I have a list of Kayak URLs and I'd like to grap the price and link in "View Deal" for the "Best" and "Cheapest" HTML cards, essentially the first two results since I've already sorted the results in the URLs (here's an example of a URL).
I can't get around to grabbing these bits of data using beautifulsoup and I could use some help! Here's what I've tried for pulling price info but I'm getting an empty prices_list
variable. Below is a screenshot of what exactly I'd like to pull info from in the website.
url = https://www.kayak.com/flights/AMS-WMI,nearby/2023-02-15/WMI-SOF,nearby/2023-02-18/SOF-BEG,nearby/2023-02-20/BEG-MIL,nearby/2023-02-23/MIL-AMS,nearby/2023-02-25/?sort=bestflight_a
requests = 0
chrome_options = webdriver.ChromeOptions()

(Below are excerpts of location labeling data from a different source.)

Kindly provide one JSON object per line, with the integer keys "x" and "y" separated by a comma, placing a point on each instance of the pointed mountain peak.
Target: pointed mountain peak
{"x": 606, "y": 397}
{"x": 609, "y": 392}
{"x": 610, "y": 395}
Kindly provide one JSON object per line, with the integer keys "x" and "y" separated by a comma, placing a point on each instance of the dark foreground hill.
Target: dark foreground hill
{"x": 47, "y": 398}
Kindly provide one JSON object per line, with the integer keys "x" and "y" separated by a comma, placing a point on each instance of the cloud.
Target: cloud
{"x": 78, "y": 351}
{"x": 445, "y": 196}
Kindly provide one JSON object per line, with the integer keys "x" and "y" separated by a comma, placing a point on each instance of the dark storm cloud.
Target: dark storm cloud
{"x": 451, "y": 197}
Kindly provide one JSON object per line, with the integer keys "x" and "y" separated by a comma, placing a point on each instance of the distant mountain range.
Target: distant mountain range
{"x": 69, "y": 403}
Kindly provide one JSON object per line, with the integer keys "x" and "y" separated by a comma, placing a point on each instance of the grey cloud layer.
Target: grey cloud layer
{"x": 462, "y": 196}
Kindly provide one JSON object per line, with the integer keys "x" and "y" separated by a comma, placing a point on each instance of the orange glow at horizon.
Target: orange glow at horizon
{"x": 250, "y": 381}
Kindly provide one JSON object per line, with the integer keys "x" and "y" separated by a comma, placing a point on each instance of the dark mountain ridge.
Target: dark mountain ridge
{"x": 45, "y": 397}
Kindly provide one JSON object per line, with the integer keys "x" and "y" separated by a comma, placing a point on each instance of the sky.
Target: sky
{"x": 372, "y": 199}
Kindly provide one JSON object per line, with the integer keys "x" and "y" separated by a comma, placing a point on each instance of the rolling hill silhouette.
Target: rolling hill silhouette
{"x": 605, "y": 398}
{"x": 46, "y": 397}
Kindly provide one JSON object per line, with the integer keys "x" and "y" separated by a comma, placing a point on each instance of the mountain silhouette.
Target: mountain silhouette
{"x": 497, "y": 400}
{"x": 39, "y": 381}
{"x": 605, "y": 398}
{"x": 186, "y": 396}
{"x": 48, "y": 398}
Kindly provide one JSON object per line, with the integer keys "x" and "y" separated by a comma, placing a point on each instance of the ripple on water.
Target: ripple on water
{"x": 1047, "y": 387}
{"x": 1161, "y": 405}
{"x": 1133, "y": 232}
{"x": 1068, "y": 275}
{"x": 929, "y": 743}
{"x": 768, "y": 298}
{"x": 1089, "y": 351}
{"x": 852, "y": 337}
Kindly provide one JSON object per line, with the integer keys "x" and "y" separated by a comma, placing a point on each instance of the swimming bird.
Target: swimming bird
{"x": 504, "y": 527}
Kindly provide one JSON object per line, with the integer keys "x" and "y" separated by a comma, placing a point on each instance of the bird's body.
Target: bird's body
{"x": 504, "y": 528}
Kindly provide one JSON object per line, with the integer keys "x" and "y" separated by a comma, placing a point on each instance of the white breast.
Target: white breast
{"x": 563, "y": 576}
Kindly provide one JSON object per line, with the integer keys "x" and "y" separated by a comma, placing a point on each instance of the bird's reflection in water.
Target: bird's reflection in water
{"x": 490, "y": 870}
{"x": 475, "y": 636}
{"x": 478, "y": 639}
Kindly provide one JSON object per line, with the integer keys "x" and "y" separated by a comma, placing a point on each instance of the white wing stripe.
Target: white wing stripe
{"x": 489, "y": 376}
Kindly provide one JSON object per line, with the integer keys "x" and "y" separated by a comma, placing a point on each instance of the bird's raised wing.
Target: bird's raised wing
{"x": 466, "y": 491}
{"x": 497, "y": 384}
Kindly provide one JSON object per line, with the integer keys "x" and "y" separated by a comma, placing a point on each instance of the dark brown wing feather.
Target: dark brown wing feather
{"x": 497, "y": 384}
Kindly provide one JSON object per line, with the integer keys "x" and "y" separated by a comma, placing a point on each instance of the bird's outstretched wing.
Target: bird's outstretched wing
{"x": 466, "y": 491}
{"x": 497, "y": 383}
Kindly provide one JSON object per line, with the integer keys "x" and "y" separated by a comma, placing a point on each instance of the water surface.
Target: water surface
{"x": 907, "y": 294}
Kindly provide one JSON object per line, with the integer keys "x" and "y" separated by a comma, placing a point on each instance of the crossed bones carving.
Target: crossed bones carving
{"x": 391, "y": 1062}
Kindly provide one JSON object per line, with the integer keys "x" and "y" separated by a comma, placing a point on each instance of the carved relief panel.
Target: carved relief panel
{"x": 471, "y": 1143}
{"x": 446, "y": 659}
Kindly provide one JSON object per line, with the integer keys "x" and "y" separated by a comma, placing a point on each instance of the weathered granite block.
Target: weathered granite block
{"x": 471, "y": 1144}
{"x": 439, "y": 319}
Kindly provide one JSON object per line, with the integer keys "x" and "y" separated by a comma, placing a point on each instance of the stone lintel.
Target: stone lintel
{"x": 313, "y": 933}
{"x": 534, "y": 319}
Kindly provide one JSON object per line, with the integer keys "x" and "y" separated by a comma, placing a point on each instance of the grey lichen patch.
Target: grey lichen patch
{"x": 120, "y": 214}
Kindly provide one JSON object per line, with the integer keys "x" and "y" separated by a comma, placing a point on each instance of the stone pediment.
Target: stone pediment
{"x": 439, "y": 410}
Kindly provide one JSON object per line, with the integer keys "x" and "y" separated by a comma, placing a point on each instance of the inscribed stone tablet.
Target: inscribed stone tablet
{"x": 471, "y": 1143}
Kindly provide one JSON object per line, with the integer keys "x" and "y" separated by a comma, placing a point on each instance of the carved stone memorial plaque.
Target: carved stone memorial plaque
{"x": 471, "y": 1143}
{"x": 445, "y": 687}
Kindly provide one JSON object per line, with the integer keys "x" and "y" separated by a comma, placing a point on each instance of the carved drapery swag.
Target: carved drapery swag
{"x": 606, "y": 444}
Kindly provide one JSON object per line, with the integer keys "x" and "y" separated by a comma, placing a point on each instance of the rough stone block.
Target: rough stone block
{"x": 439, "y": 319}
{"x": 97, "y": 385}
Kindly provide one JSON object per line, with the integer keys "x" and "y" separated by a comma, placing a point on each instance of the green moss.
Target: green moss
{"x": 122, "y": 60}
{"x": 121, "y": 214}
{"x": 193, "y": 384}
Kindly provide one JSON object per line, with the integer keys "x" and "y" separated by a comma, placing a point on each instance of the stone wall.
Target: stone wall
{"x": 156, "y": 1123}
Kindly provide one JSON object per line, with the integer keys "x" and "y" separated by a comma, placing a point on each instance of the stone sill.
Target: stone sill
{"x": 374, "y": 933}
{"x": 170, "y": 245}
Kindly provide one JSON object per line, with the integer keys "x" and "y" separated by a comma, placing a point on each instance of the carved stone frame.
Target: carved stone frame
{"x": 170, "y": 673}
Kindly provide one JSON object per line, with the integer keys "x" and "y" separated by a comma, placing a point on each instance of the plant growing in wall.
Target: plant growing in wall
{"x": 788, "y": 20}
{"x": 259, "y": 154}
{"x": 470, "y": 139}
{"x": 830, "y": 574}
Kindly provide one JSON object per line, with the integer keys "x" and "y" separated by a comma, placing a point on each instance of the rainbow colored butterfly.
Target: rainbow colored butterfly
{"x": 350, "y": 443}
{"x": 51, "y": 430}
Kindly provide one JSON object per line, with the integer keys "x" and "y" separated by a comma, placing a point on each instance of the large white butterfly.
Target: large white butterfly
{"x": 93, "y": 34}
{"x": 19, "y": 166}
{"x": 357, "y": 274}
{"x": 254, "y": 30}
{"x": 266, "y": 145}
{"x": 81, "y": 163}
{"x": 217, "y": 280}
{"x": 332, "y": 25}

agents = ["Firefox/66.0.3","Chrome/73.0.3683.68","Edge/16.16299"]
print("User agent: " + agents[(requests%len(agents))])
chrome_options.add_argument('--user-agent=' + agents[(requests%len(agents))] + '"')
chrome_options.add_experimental_option('useAutomationExtension', False)
driver = webdriver.Chrome('/Users/etc./etc.')
driver.implicitly_wait(10)
driver.get(url)
# getting the prices
sleep(randint(8,10))
xp_prices = '//a[@class="booking-link"]/span[@class="price option-text"]'
prices = driver.find_elements_by_xpath(xp_prices)
prices_list = [price.text.replace('$','') for price in prices if price.text != '']
prices_list = list(map(int, prices_list))